En Argentine, c'est un curieux personnage qui a le plus de chances de remporter les élections présidentielles de dimanche. Javier Milei a déjà recueilli plus de 30% des voix lors des primaires. Il appartient au parti La Libertad Avanza («La liberté avance») et fait campagne avec une tronçonneuse. Elle est le symbole de sa volonté de couper et d'écarter tous ceux qui ne lui conviennent pas.
Sa stratégie électorale? La provocation. Il voudrait abolir l'État, à l'exception de la sécurité et de la justice. Il s'oppose à l'introduction de nouvelles taxes, souhaite libéraliser les drogues, le droit sur les armes et le commerce privé d'organes, privatiser le système éducatif et ouvrir le pays à une immigration sans limites. Il souhaite en revanche limiter l'avortement: celui-ci devrait en effet être interdit à ses yeux.
Le Trump de l'Argentine
Il est comparé à l'ancien président américain Donald Trump et à l'ancien président brésilien Jair Bolsonaro. Il nie le changement climatique causé par l'homme et qualifie les politiciens actuels de «caste politique» composée de «politiciens inutiles et parasitaires» qui «n'ont jamais travaillé». Pour lui, le pape François est un «danger communiste». Il se qualifie lui-même d'«anarcho-capitaliste».
A ses côtés, l'actuel ministre de l'Économie Sergio Massa représente l'alliance de centre-gauche et Patricia Bullrich l'opposition de droite. Le président actuel Alberto Fernández, au pouvoir depuis quatre ans et sous lequel l'inflation a augmenté de près de 140% sur une année, ne se montre plus. Il ne se représente pas non plus aux élections.
Populaire auprès des jeunes
Comme l'Argentine se trouve dans une crise profonde avec des taux de pauvreté et d'inflation élevés, la population réclame un changement. Aux yeux de Susanne Käss, directrice du bureau argentin à l'étranger de la Konrad-Adenauer-Stiftung, proche de la l’Union chrétienne-démocrate d'Allemagne (CDU), Javier Milei a de bonnes chances de remporter les élections. La directrice s'attend à un second tour le 19 novembre. «Il incarne la colère des gens contre l'élite politique actuellement au pouvoir et son discours anti-système trouve des oreilles attentives, surtout chez les jeunes électeurs», analyse-t-elle.
Il n'est toutefois pas certain que Javier Milei puisse s'imposer comme président. «Même avec de très bons résultats électoraux, son parti La Libertad Avanza ne disposera pas d'une majorité à la Chambre des députés et au Sénat.
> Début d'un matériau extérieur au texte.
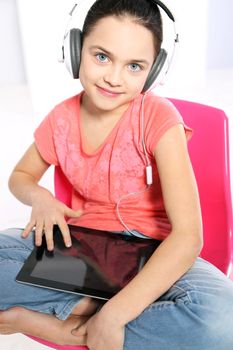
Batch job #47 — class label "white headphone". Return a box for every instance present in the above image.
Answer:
[61,0,179,93]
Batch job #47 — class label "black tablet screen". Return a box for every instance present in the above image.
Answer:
[17,226,159,299]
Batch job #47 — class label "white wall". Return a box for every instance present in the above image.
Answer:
[0,0,26,85]
[207,0,233,69]
[17,0,208,119]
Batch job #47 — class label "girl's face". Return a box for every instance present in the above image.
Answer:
[79,16,155,112]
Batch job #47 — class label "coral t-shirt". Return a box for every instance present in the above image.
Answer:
[34,92,192,240]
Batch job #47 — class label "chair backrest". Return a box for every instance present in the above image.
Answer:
[170,99,233,277]
[55,99,233,277]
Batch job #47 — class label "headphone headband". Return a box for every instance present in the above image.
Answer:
[61,0,179,93]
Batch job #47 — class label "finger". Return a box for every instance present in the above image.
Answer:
[44,224,54,251]
[71,324,87,337]
[71,331,87,345]
[64,206,83,218]
[21,221,35,238]
[35,222,44,247]
[58,220,72,248]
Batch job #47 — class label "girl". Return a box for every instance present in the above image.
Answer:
[0,0,233,350]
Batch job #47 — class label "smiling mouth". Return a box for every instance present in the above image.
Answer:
[96,85,123,97]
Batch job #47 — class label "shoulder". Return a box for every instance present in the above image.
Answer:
[144,92,182,120]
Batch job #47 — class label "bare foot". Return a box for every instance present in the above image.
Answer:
[0,307,90,345]
[72,297,101,316]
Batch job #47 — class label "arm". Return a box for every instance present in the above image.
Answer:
[9,143,80,250]
[73,125,202,350]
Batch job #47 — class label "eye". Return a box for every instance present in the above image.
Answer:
[95,53,108,63]
[129,63,142,72]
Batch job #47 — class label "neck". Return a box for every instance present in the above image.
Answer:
[81,92,130,121]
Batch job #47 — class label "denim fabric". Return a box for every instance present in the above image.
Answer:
[0,229,233,350]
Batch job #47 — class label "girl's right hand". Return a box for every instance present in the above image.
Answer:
[22,192,82,251]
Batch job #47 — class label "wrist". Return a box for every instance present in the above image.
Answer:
[99,299,128,327]
[30,185,53,206]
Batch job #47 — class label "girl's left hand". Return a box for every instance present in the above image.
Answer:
[72,311,125,350]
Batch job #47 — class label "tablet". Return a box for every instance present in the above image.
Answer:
[16,225,160,300]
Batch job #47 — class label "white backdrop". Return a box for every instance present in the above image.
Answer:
[17,0,208,119]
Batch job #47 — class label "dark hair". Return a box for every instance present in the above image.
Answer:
[82,0,163,53]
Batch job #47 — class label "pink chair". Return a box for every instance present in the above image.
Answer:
[28,99,233,350]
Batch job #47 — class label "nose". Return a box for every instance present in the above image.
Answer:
[104,65,123,87]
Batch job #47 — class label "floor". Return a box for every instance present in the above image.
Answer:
[0,71,233,350]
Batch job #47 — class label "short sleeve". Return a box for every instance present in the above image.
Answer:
[34,110,58,165]
[145,96,193,154]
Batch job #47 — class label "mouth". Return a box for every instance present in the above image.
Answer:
[96,85,123,97]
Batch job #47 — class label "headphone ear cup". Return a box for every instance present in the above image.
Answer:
[142,49,168,93]
[64,28,82,79]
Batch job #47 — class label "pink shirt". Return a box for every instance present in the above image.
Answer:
[34,93,192,240]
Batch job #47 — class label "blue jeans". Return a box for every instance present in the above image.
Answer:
[0,229,233,350]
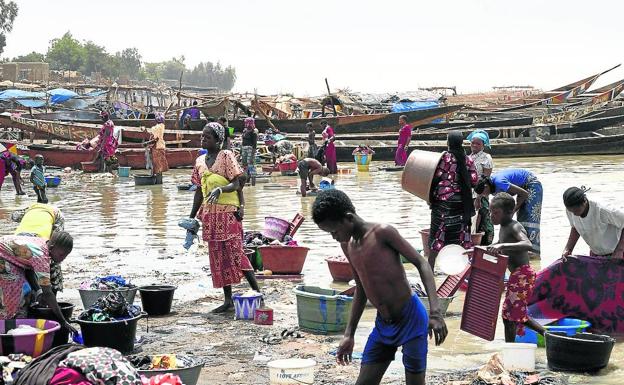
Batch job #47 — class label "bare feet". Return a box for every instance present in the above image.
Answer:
[211,302,234,314]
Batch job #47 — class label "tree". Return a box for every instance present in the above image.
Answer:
[0,0,18,54]
[13,51,45,63]
[116,48,141,79]
[46,31,85,71]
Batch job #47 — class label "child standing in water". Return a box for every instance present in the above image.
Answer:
[488,193,546,342]
[312,189,448,385]
[30,154,48,203]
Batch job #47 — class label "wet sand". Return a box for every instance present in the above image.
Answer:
[0,156,624,384]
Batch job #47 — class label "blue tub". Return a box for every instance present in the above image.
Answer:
[45,176,61,187]
[515,318,591,348]
[117,167,130,178]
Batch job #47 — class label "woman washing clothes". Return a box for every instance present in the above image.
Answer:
[143,112,169,176]
[475,168,544,256]
[468,130,494,246]
[190,122,260,313]
[321,120,338,174]
[429,131,478,270]
[0,231,76,332]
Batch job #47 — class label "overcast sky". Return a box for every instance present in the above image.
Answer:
[3,0,624,95]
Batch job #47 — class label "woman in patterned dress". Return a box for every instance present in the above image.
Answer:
[190,122,260,313]
[468,130,494,246]
[429,132,478,270]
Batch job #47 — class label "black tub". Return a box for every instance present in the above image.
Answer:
[545,332,615,372]
[72,313,146,354]
[139,285,177,316]
[28,302,76,346]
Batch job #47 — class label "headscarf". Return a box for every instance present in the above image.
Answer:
[243,116,256,130]
[468,130,491,148]
[204,122,225,143]
[448,131,474,224]
[563,186,591,207]
[154,112,165,123]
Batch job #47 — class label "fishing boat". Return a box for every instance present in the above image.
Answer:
[11,143,198,169]
[335,127,624,162]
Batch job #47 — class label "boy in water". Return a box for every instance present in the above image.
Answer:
[30,154,48,203]
[297,158,329,197]
[312,189,448,385]
[488,192,545,342]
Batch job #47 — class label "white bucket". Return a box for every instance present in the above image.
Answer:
[503,343,537,372]
[267,358,316,385]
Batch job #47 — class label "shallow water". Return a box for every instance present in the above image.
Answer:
[0,156,624,384]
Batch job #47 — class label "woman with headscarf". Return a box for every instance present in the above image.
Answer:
[143,112,169,175]
[528,186,624,335]
[96,111,119,172]
[475,168,544,255]
[241,116,258,186]
[468,130,494,246]
[429,131,478,269]
[321,120,338,174]
[190,122,260,313]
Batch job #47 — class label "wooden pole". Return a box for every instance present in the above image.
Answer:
[325,78,338,116]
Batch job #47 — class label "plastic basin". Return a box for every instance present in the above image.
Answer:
[294,285,353,334]
[72,313,146,354]
[515,318,591,348]
[0,319,61,357]
[28,302,76,346]
[137,354,204,385]
[139,285,177,316]
[258,246,310,274]
[267,358,316,385]
[78,287,138,309]
[325,258,353,282]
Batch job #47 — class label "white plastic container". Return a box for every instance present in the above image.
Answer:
[503,343,537,372]
[267,358,316,385]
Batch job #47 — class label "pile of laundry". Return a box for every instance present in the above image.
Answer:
[78,292,141,322]
[128,354,200,370]
[80,275,136,290]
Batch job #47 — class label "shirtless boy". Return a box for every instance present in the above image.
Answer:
[297,158,329,197]
[312,189,448,385]
[488,192,545,342]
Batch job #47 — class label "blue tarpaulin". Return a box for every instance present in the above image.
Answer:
[392,100,440,112]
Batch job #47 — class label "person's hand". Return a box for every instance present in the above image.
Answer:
[487,243,503,255]
[429,311,448,346]
[208,187,222,203]
[561,249,572,262]
[336,337,355,365]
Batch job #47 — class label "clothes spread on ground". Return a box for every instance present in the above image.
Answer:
[78,292,141,322]
[15,344,84,385]
[566,199,624,256]
[59,348,143,385]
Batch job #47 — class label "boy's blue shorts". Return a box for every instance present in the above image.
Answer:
[362,295,429,373]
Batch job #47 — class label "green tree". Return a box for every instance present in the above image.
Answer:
[116,48,141,79]
[13,51,45,62]
[46,31,85,71]
[0,0,18,54]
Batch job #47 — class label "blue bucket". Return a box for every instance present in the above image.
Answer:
[117,167,130,178]
[232,294,262,320]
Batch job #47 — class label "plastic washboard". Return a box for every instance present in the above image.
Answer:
[460,247,508,341]
[436,265,470,298]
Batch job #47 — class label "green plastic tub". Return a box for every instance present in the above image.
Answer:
[295,285,353,334]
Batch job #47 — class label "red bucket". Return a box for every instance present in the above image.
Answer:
[254,307,273,325]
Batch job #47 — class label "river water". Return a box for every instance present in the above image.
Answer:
[0,156,624,384]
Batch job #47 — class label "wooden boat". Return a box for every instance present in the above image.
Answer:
[336,127,624,162]
[11,143,198,169]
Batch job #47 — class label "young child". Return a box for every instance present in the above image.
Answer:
[297,158,329,197]
[488,192,545,342]
[312,189,448,385]
[30,154,48,203]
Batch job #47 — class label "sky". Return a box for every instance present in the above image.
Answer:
[2,0,624,96]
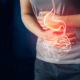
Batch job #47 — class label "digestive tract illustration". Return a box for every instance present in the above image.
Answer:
[43,0,71,61]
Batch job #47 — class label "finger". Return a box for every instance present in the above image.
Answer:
[38,21,44,25]
[37,16,44,21]
[66,33,75,37]
[71,42,75,45]
[40,11,50,16]
[69,37,77,42]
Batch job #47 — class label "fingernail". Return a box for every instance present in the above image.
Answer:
[72,42,74,44]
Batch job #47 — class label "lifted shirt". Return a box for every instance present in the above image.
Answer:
[30,0,80,64]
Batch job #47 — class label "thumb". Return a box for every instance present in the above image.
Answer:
[40,11,50,16]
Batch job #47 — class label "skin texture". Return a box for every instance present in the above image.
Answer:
[20,0,76,44]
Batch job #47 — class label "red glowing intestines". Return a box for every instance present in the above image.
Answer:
[44,12,66,31]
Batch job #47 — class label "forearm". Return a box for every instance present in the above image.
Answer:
[22,14,43,37]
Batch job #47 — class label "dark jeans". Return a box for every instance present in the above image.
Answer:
[34,59,80,80]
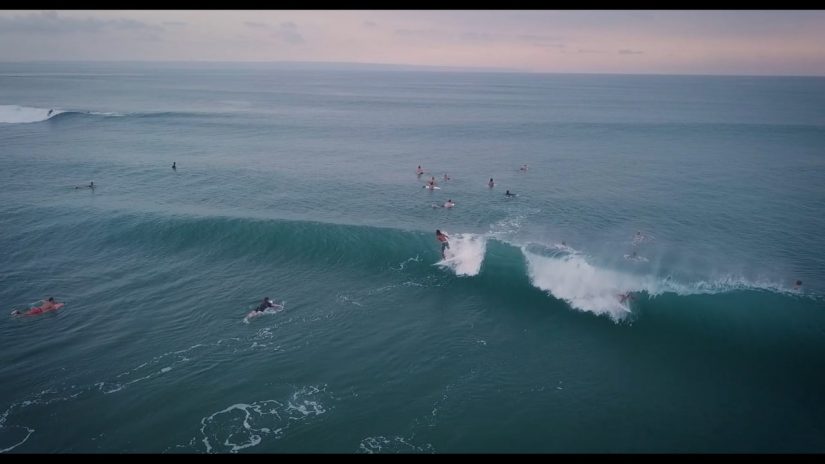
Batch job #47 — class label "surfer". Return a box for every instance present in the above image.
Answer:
[12,296,63,316]
[619,292,636,303]
[255,296,278,313]
[435,229,450,259]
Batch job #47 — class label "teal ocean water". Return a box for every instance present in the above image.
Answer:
[0,63,825,453]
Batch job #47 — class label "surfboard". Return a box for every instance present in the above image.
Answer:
[243,301,286,324]
[11,303,66,316]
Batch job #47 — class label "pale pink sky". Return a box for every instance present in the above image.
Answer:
[0,10,825,76]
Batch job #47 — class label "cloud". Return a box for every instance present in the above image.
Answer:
[243,21,269,29]
[461,32,494,42]
[0,11,165,34]
[394,29,443,37]
[272,21,306,45]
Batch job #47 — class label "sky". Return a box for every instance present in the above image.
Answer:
[0,10,825,76]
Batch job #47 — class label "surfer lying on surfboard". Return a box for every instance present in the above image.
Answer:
[255,296,281,313]
[11,297,63,316]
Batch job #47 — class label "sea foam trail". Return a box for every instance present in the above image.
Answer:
[0,105,65,124]
[436,234,487,276]
[522,247,658,321]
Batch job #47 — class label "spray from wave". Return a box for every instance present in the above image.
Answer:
[0,105,124,124]
[0,105,65,124]
[436,234,487,276]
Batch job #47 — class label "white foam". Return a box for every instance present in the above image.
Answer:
[0,105,65,124]
[521,247,658,321]
[436,234,487,276]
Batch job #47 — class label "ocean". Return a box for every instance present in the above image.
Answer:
[0,62,825,453]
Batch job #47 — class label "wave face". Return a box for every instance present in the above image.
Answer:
[46,211,819,322]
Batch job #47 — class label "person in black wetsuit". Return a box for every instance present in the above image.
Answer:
[255,296,276,313]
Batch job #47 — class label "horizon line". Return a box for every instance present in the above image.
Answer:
[0,59,825,78]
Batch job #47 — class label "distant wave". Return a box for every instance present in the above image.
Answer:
[0,105,124,124]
Cela dépendra, pour toutes les initiatives nécessitant l'approbation du Parlement, d'alliances ad hoc soit avec Juntos por el Cambio, soit avec Unión por la Patria.» Cela lui coûtera des sympathies au sein de son électorat, auprès duquel il marque des points surtout grâce à son discours contre la «caste» dirigeante.
Susanne Käss ne pense pas qu'il soit le bon président pour l'Argentine: «Javier Milei n'a rien à dire sur de nombreux sujets et ne dispose pas d'une équipe suffisamment compétente.» Sergio Massa n'est pas non plus une option: avec lui, tout continuerait probablement comme avant.
La Chine courtise l'Argentine
Pour Susanne Käss, Patricia Bullrich est la meilleure option. «De mon point de vue, l'Argentine a besoin d'un président ou d'une présidente qui a de l'expérience pour gouverner, qui a un plan concret et une bonne équipe et qui, surtout, peut créer des majorités stables pour les réformes urgentes et nécessaires.»
L'Argentine dispose d'un grand potentiel, notamment dans les domaines de la production de denrées alimentaires, d'énergie – y compris les énergies renouvelables – et de matières premières. Susanne Käss en est convaincue: «Le pays peut ainsi devenir un partenaire très important pour les pays européens également, si les conditions-cadres pour les investissements sont stables.»
Jusqu'à présent, Pékin a financé des investissements dans l'infrastructure du pays sud-américain à hauteur de près de 24 milliards de dollars. Peu avant les élections, la Chine a encore débloqué 6,4 milliards de dollars. «Elle a reconnu depuis longtemps le potentiel du pays», soumet Susanne Käss.